Future governments will now almost certainly be obliged to spend 0.7 per cent of Britain’s national income on it.

And yet, there has been little jubilation, or indeed noise of any kind, from the group of 146 MPs who formed a vanguard around the proposed Bill. Supporters have been easily drowned out in the press by the cantankerous objections of Philip Davies and Jacob Rees-Mogg. This mutedness owes a good deal to the bleak picture of Britain’s public finances as revealed by this week’s Autumn Statement. Public opinion tends to overestimate the amount Britain spends on aid, and perhaps as a consequence desires it be cut back. And with the Institute for Fiscal Studies saying that cuts “on a colossal scale” will be needed after May’s general election, the politicians who stick their neck s out in favour of diverting money from public services to fund projects overseas is taking a big risk.

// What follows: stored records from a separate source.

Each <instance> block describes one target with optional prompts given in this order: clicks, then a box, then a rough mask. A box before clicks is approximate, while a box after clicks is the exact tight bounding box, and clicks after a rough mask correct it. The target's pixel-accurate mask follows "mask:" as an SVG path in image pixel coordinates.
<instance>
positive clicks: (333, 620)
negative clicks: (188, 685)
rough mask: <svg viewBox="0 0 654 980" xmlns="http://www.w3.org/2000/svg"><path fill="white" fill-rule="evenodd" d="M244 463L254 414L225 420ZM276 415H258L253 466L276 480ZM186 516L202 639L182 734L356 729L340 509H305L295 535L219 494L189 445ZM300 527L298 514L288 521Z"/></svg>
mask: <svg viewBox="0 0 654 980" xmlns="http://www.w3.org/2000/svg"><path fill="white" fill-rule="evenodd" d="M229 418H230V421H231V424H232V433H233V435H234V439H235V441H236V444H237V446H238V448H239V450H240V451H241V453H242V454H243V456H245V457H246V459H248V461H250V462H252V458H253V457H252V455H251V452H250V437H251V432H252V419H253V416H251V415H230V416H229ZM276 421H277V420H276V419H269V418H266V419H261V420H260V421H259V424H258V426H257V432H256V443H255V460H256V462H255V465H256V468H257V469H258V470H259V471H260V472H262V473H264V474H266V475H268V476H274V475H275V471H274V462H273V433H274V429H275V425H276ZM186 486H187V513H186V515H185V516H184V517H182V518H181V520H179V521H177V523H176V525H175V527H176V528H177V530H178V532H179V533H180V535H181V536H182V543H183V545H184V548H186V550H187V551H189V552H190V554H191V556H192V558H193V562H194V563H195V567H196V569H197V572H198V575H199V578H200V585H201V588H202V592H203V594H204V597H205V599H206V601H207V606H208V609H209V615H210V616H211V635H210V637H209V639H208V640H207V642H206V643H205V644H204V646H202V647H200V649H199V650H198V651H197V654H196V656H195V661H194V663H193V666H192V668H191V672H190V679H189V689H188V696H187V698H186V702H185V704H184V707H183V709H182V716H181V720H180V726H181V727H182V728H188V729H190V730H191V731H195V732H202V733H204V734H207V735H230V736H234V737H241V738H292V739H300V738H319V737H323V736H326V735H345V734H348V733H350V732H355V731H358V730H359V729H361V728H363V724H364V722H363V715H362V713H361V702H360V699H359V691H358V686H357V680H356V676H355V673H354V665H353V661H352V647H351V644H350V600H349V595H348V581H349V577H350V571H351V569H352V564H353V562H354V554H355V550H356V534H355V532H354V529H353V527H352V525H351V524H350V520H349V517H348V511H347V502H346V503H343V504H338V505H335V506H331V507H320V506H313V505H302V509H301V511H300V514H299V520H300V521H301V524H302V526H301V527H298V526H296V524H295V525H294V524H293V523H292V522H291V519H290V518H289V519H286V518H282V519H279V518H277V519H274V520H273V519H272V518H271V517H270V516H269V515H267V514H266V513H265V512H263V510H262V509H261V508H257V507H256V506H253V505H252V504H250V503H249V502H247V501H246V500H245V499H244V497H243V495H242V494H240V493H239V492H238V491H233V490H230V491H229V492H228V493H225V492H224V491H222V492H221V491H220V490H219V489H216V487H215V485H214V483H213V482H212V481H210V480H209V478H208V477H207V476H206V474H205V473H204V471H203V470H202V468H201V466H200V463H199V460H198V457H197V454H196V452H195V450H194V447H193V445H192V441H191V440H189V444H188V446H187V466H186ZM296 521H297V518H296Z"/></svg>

Even at such a time, however, it is not impossible to mount a defence of legally enshrining a set amount of aid spending, and more public figures should have been out on the stump to make it. At the least, that might have prevented the situation we find ourselves in now – in which Westminster appears to be riding far ahead of public opinion, without even the decency to explain why the rest of us should catch up. That the 0.7 per cent target was set more than 40 years ago is not sufficient argumentative ballast: other European nations have cut their foreign aid budgets nevertheless. Britain became one of only five countries to reach the target in 2013.

A sensible case for continuing to do so would update the narrative: the backlash to Band Aid 30, which used the same patronising song as it did three decades ago despite Africa’s impressive economic growth, showed a public increasingly sceptical of teary-eyed imprecations.

It would talk first of the increasing rigour of development projects, and of the measurements of their success. After decades of toing and froing on whether aid can effectively tackle poverty, recent studies cluster around the conclusion that it does, albeit to a comparatively small degree. A World Bank paper reviewing 35 countries reported that, for every 1 per cent of national income a country receives in aid, growth in real income per person increases 0.3 per cent.

It would also, crucially, admit that the most effective way to assist recipient states is to help them to make more money themselves. Less than a 10th of 1 per cent of all aid is spent on helping poor countries to build a functioning tax system. That should be increased as the budget goes up, and as a corollary aid organisations ought to admit their primary role as facilitators of progress – unable to “make poverty history”, but equipped to improve the work of local institutions, as well as do good on their own. The old adage of teaching a man to fish has not been taken up as it might be by the sector as a whole.

The Conservatives have also swung the purpose of the Department for International Development towards opening up markets for British companies: the DfID budget, then, not only saves lives – and a good many of them – it furthers trade and diplomatic co-operation. At one-seventh of a penny in every pound spent by the Government, it is excellent value for money. Now all we need is someone to say as much.